The bridge across furore

A protester at the bridge

Clashing with the police, as anyone who has clashed with the police knows, is addictive. There must be some endorphin involved in the heightened sense of indignation: ‘hey jerk, I am doing your job and you are hitting me?’ Observe the frontline protesters, they are regulars. You will find many of them in gym gear or hessian tees and chappals, their wallets and mobile phones given away for safekeeping. Watch them closely and you can see their eyes glow as they go about sloganeering, stone-throwing and indulge in various acts of vandalism. For this lot ‘CHARGE’ is music to the ear.

I have been there.

Once a dark stocky with indifferent eyes landed a lathi so hard on my thighs that my ears winced. When I turned around to punch him my chappal broke and another one brought his steel-tipped boots down hard on my pelvic region.

Moron.

November 4, 2018

CHARGE. Like music.

None of these happened on the day the Signature Bridge was inaugurated even though things were quite volatile and the riot police was on hand. I stood somewhere at the centre of two large heaving, swelling, bellicose masses of protesters from opposite political camps feeling like a referee of some community boxing contest. Had things come to such a pass, I would have thrown in my lot with one camp, briefly at least.

But right now Arvind Kejriwal had reached the to-be opened bridge and one of my cameramen was missing. I had assigned G2, my second ground cameraman, to cover the ribbon-cutting ceremony at one end of the span. Later when I found him only his camera was intact; you see, good, experienced cameramen have an ingrained habit of body-shielding their expensive equipment from the onslaught of everything from slight drizzle to bullets.

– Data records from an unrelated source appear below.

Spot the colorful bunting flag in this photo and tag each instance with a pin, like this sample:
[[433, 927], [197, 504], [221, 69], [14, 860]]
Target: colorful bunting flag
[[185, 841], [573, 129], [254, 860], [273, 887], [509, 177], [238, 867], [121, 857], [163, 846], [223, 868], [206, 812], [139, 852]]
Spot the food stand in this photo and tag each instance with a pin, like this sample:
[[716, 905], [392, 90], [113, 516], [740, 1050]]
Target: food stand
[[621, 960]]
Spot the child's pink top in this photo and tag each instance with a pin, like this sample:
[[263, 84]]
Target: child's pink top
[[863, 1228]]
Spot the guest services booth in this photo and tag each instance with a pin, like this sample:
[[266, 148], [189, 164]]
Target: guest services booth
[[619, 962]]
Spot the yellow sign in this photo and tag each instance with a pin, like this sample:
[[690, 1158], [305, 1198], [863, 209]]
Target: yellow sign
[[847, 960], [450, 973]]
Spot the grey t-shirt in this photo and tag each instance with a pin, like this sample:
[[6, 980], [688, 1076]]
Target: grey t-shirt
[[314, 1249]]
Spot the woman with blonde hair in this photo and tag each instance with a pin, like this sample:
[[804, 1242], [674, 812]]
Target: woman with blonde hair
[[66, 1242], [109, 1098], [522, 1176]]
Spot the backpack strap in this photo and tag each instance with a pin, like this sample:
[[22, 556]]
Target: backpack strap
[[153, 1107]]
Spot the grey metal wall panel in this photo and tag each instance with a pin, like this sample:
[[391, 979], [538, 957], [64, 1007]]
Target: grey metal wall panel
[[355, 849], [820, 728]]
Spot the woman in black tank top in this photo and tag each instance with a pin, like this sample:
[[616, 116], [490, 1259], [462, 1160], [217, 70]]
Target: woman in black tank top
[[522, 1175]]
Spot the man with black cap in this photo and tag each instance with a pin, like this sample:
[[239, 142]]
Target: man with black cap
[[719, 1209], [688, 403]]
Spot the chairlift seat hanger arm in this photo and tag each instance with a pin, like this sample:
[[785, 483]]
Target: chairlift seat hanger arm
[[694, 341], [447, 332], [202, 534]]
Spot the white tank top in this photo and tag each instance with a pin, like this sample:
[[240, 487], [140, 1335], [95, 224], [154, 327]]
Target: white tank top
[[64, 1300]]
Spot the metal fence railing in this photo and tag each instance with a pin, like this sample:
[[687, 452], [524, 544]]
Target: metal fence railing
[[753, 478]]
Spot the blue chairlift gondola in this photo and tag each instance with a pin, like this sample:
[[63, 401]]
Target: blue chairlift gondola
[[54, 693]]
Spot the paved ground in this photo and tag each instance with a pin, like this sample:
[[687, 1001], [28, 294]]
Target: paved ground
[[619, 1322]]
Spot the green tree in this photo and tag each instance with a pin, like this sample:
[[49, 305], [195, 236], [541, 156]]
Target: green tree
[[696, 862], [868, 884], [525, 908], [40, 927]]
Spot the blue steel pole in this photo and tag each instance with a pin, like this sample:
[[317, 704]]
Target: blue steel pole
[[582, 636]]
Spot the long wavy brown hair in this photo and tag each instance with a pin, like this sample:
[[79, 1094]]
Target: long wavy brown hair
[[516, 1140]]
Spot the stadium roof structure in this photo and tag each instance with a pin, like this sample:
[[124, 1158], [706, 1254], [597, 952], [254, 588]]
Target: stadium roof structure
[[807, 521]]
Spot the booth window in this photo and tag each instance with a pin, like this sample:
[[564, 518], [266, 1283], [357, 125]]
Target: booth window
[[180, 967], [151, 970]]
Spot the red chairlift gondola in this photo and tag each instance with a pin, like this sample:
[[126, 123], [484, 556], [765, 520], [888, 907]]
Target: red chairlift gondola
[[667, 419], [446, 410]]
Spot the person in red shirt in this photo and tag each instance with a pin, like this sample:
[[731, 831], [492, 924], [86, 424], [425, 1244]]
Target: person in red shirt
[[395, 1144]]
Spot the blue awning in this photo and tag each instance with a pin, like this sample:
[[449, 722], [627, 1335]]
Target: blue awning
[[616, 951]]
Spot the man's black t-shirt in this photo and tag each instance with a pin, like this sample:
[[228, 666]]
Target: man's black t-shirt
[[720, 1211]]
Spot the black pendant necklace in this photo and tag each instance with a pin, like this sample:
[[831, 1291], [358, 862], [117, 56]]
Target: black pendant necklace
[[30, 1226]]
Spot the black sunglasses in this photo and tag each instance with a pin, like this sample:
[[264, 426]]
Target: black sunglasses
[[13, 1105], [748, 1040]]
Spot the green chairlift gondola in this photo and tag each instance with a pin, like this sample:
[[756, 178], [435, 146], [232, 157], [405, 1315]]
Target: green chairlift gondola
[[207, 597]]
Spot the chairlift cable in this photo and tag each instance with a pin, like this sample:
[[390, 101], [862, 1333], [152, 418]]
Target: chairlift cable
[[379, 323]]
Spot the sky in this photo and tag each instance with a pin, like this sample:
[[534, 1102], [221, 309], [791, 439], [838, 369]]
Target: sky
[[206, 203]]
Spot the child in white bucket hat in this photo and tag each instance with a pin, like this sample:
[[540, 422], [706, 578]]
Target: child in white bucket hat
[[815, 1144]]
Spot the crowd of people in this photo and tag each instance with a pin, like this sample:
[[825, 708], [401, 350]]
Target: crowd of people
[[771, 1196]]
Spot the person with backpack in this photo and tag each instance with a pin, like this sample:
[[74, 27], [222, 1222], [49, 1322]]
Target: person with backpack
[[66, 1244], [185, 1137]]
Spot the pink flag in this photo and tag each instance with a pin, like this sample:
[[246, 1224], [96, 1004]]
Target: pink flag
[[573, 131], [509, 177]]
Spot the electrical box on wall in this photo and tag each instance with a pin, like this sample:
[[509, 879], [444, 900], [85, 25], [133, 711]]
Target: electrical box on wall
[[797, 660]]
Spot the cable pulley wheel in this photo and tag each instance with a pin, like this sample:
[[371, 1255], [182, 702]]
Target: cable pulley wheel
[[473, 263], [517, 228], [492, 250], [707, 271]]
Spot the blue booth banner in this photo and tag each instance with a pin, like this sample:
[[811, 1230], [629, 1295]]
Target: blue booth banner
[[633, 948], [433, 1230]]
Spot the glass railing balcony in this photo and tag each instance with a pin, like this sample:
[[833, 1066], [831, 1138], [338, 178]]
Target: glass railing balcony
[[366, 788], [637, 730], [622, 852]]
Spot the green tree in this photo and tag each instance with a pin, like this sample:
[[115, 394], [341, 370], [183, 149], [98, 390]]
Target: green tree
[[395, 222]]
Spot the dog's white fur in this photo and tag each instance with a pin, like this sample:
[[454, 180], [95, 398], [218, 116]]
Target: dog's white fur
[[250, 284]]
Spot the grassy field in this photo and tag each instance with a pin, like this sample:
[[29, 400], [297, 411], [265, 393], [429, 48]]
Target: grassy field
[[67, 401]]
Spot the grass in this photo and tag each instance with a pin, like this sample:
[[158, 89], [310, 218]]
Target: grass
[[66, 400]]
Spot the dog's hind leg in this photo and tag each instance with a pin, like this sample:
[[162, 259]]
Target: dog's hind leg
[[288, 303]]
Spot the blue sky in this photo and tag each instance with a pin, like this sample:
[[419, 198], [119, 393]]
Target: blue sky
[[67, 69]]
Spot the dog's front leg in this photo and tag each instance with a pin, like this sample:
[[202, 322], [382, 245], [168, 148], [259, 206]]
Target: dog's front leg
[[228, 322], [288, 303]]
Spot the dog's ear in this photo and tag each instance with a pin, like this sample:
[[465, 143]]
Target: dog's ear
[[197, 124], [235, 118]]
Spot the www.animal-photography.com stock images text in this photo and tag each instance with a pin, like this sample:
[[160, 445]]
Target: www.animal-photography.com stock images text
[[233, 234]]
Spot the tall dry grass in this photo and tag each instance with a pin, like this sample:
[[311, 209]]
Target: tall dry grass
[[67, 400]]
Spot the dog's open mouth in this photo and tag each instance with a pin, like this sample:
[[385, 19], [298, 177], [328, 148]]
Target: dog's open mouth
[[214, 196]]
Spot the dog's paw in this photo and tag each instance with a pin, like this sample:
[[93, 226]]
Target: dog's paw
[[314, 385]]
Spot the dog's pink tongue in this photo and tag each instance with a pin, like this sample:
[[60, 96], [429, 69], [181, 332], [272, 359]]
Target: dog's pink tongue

When the chief minister of Delhi arrived with his deputy Manish Sisodia, hundreds of opposition party followers who had assembled there surged towards them spewing bile and shouting invectives egged on by their leader Manoj Tiwari whose grouse was a missing invitation. Their own party followers were held in effective check on the other side of the deck by the police who were working under heavily swayed orders. Despite some shoving by the sea of yobs, Kejriwal waved spiritedly while Sisodia looked around with his trademark beatific smile and the duo managed to reach the stage. Security, by then, had been beefed up so much that some of the chiefs from the engineering side were made to wait outside the VIP area. I wasn’t allowed to leave the area and had to scramble my way out beneath the stage and over the barricades.

Kejriwal and Sisodia

In the melee, I met a person who introduced himself as ‘PR for many politicians.’ Tad befuddling was not just this guy blowing kisses at protesters (‘meet me later,’ he told me) but the top cop present on site actually taking orders from him. The cop had earlier threatened confiscation of my aerial cameras citing security issues and I approached the PR guy who promised to sort it out. The permission wasn’t forthcoming even as dusk fell and I decided to take things into my own hands. But not before somebody apprised me about the placement of allegiances – including that of the kiss-throwing PR man and, by extension, of the drone-grounding cop.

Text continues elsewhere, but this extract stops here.